Likewise, I have come to believe that contemporary education unreasonably requires students to continue in areas of academic subjects that are contrary to the students known intellectual interests and natural aptitudes much longer than necessary.

In my opinion, one of the most beneficial ways that education could prepare students for a fulfilling career is to promote their independent development of a course of study that reflects personal preference by the beginning of secondary school rather than only at the very end of high school in the last two academic years.

Kohn (2003) also argues that rote memorization and the arbitrary selection of lessons and age-old reading selections do not further the aims of providing the most relevant or useful education. This has also always seemed rather obvious to me as well.

To the extent education must include any required courses of study, those mandatory courses (and lessons) should be exclusively those that relate to necessary skills or subject matter that serves a specific function and never merely perpetuate the assumptions made many generations ago that certain “classic” works of literature are important enough for all students to study in high school.

In my opinion, reading, writing, analysis, and reasoning are all important skills that should be taught in high school; however, the insistence of teaching those skills primarily through the same literary works available our parents and grandparents is nonsensical and counterproductive.

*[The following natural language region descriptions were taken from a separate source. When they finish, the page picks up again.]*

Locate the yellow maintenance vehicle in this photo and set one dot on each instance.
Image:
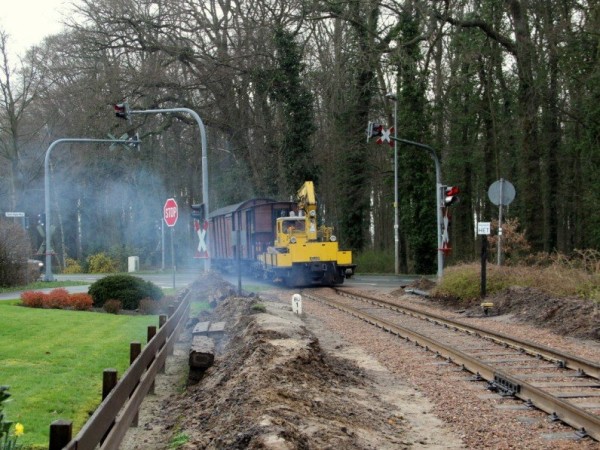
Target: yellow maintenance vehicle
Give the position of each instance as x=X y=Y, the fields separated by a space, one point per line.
x=304 y=254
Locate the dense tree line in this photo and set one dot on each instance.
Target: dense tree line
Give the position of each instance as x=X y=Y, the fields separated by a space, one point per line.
x=500 y=89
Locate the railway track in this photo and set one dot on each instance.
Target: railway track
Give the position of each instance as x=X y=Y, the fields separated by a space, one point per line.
x=564 y=386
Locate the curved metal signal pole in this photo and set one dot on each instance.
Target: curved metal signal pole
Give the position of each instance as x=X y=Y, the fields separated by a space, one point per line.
x=204 y=153
x=48 y=274
x=438 y=191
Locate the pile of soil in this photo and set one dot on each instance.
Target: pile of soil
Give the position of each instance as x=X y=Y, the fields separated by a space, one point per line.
x=565 y=316
x=575 y=317
x=276 y=384
x=275 y=387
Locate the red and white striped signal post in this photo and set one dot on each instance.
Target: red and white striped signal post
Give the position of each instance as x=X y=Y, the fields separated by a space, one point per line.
x=170 y=214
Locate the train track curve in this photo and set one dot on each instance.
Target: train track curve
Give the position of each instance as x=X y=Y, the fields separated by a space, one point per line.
x=564 y=386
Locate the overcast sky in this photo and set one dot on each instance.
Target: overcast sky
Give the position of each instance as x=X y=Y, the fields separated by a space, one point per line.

Finally, Kohn (2003) raises the issue of social connotations of what a “good education” means, apart from any relation to the actual quality of the instruction or academic material within a given academic institution. As Kohn points out, in many contexts, the name recognition of institutions of higher learning are associated with very specific elements of social class that really have very little to do with academic quality, necessarily. In many respects, this is an aspect of contemporary society that is not limited to education; in fact, it parallels the larger social preoccupation with arbitrary associations between high status or social privilege and designer clothes, status symbol watches and automobiles, and a celebrity-oriented (or public recognition-oriented) social culture in general. In the educational realm, these contemporary values often attach much greater significance to the name of the academic institution one attends than to what one learns during the educational journey.

Works Cited

Kohn, a. (2002). The Dangerous Myth of Grade Inflation. The Chronicle of Higher Education; Vol. 49, Issue.